Economy

Foreign Investors Sustain Demand for Nigerian OMO Bills Despite Rate Cuts

Foreign portfolio investors are maintaining strong interest in Nigerian short-term debt instruments, particularly the Central Bank of Nigeria’s (CBN) Open Market Operation (OMO) bills, despite the recent downward adjustment in policy rates.

Market data show that investor appetite remained robust during the CBN’s most recent auction, where the apex bank sold ₦1.4 trillion worth of 249-day OMO bills at a yield of 19.89%.

The sale was heavily subscribed even though yields have moderated compared to earlier in the year.
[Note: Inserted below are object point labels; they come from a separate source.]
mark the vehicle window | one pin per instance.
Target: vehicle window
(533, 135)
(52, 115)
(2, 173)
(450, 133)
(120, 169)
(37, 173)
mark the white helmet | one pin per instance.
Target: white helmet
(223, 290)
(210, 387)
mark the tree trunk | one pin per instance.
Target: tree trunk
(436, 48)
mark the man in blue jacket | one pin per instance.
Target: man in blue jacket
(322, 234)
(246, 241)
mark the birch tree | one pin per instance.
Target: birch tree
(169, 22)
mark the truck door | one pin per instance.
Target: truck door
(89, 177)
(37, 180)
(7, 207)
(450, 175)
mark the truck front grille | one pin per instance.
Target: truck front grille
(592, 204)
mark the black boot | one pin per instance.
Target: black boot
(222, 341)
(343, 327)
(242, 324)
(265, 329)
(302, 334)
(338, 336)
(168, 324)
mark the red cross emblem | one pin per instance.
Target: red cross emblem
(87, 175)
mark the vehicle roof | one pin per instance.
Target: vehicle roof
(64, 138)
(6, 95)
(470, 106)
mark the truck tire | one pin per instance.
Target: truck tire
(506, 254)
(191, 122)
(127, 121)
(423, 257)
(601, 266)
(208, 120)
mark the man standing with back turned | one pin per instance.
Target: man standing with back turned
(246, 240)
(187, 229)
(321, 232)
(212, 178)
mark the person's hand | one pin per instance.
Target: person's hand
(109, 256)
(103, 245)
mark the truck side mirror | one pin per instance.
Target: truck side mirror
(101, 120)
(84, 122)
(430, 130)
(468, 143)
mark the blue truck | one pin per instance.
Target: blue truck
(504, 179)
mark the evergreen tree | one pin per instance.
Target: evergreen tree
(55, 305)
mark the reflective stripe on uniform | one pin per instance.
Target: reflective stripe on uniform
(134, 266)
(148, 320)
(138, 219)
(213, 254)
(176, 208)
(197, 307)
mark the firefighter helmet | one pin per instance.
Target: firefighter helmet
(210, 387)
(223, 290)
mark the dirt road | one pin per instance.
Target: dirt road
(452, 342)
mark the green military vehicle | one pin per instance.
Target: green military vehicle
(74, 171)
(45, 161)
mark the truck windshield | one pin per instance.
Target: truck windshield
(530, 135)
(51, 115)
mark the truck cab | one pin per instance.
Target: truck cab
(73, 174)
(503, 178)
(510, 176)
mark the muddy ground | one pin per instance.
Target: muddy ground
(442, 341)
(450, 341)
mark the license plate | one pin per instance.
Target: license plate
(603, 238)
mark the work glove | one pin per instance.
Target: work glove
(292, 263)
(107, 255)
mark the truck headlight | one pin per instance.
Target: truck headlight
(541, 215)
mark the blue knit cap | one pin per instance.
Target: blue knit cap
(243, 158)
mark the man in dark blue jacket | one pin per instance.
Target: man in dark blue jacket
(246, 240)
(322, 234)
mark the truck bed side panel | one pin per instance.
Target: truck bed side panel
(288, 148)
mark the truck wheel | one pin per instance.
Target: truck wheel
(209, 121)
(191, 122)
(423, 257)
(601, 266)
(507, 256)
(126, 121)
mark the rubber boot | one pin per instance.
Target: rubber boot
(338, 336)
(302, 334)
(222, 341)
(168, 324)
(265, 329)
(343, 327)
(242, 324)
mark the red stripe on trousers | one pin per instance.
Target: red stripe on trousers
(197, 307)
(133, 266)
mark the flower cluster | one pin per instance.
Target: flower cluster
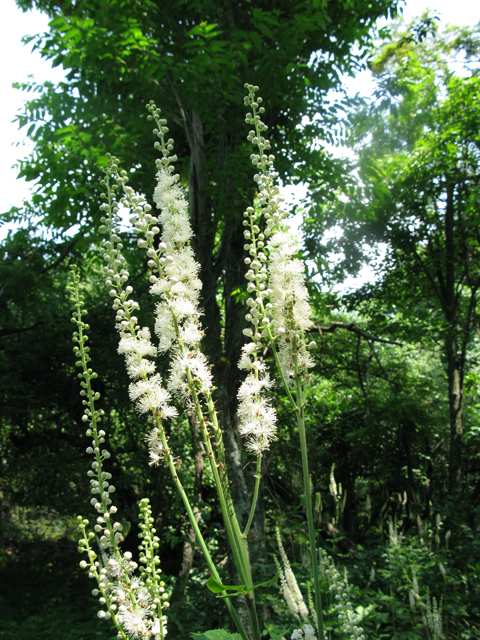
(134, 604)
(286, 317)
(346, 614)
(306, 633)
(290, 590)
(135, 344)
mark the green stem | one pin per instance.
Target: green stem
(308, 507)
(258, 477)
(198, 533)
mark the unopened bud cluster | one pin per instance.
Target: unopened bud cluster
(127, 600)
(346, 614)
(290, 590)
(278, 303)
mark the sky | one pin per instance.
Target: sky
(20, 63)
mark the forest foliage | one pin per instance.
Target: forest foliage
(393, 409)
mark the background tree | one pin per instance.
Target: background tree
(418, 195)
(192, 58)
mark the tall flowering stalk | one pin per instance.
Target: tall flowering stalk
(279, 320)
(134, 603)
(280, 312)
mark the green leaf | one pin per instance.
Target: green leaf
(218, 587)
(216, 634)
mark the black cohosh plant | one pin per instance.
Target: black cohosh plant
(279, 319)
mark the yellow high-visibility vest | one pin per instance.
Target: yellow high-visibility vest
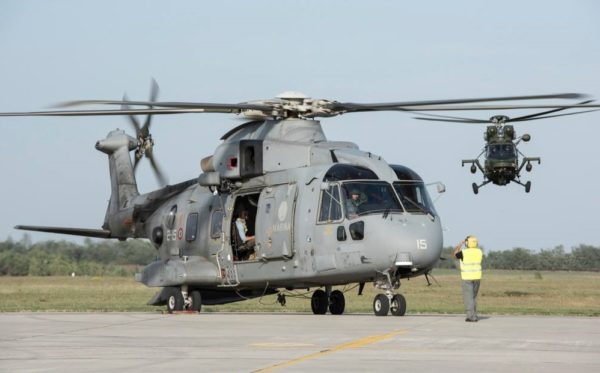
(470, 265)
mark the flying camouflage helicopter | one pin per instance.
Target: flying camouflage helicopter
(501, 154)
(278, 206)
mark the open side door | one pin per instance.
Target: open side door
(275, 222)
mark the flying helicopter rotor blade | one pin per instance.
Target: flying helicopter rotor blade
(527, 117)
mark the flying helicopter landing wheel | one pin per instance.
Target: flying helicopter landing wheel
(381, 305)
(337, 302)
(398, 305)
(195, 301)
(319, 302)
(175, 299)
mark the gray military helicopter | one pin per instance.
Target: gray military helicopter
(318, 213)
(501, 163)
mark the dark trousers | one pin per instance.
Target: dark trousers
(470, 289)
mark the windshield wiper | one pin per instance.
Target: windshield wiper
(418, 206)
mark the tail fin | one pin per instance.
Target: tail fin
(119, 219)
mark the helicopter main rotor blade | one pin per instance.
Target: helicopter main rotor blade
(74, 113)
(451, 120)
(448, 118)
(226, 108)
(492, 107)
(527, 117)
(351, 106)
(559, 115)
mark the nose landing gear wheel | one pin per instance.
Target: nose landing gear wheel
(175, 300)
(381, 305)
(337, 303)
(319, 302)
(398, 305)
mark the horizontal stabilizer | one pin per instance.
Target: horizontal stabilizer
(99, 233)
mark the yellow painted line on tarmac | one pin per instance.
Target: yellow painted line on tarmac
(345, 346)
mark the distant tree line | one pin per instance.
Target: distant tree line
(115, 258)
(62, 258)
(580, 258)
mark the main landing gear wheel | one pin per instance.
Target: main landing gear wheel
(337, 302)
(195, 301)
(398, 305)
(319, 302)
(175, 300)
(381, 305)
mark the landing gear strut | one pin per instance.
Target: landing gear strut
(388, 302)
(179, 299)
(334, 300)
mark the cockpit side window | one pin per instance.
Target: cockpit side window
(369, 197)
(330, 209)
(414, 197)
(501, 151)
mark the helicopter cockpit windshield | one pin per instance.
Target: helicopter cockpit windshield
(369, 197)
(501, 151)
(414, 197)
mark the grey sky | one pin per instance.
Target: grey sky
(230, 51)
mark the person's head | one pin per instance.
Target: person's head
(471, 242)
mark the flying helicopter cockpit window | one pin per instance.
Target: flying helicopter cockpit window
(331, 205)
(369, 197)
(501, 151)
(414, 197)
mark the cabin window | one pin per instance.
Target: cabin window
(331, 206)
(349, 172)
(171, 217)
(216, 224)
(191, 227)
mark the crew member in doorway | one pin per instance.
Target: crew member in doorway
(470, 272)
(242, 229)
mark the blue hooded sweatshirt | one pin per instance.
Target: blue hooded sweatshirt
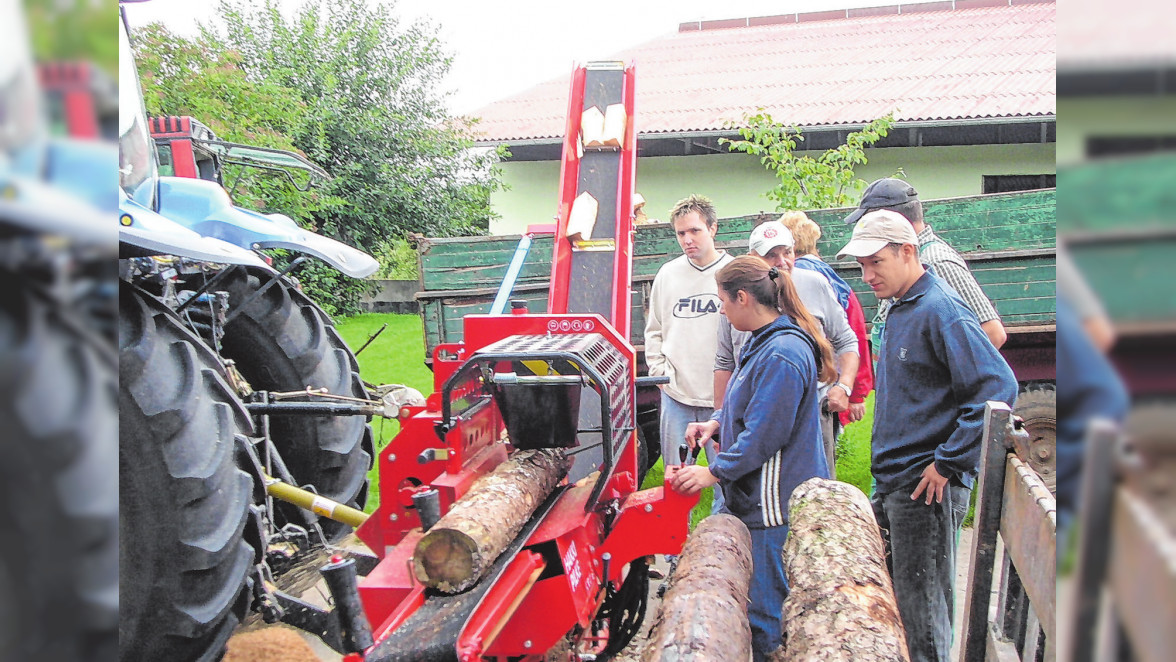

Analysts attribute the continued demand to Nigeria’s high real yields and the relative stability of the naira, which together have made naira-denominated debt among the most attractive in emerging markets.

“Even with gradual monetary easing, Nigerian securities continue to offer superior carry returns,” said a London-based emerging markets strategist, noting that foreign investors view Nigeria’s fixed-income space as one of the few offering double-digit yields supported by exchange-rate stability.

The CBN, which cut its benchmark Monetary Policy Rate (MPR) last month for the first time in five years, has been deliberate in pacing its easing cycle.

Policymakers remain cautious as inflation, though easing, is still elevated. The inflation rate dropped to 18% in September, the first reading below 20% in three years.

Despite concerns that falling yields could discourage capital inflows, market sentiment remains positive. Demand for one-year Treasury Bills and OMO instruments has remained firm, with September’s T-Bill auction oversubscribed by more than two times, underscoring foreign investors’ continued confidence.

According to financial analysts, the CBN’s ability to sustain high-yield instruments while keeping the naira stable is a key driver of ongoing interest. “As long as the central bank maintains sufficient OMO supply, the naira carry trade remains profitable,” said another investment strategist.

Nigeria’s local-currency bonds have outperformed many of their emerging market peers this year, with returns up 31% year-to-date, according to Bloomberg’s EM Local Currency Government Index.

The gains have come even as short-term yields have softened since August, when similar-tenor bills traded nearly 400 basis points higher.

Market watchers warn, however, that a reduction in OMO issuance or excess liquidity could compress yields further, narrowing opportunities for investors seeking high returns.

For now, Nigeria’s fixed-income market continues to benefit from foreign inflows that are helping to support the local currency and deepen secondary market liquidity.

With inflation trending downward and foreign participation still strong, the CBN’s cautious approach to easing appears to be maintaining the delicate balance between stimulating growth and preserving investor confidence in Nigeria’s financial markets.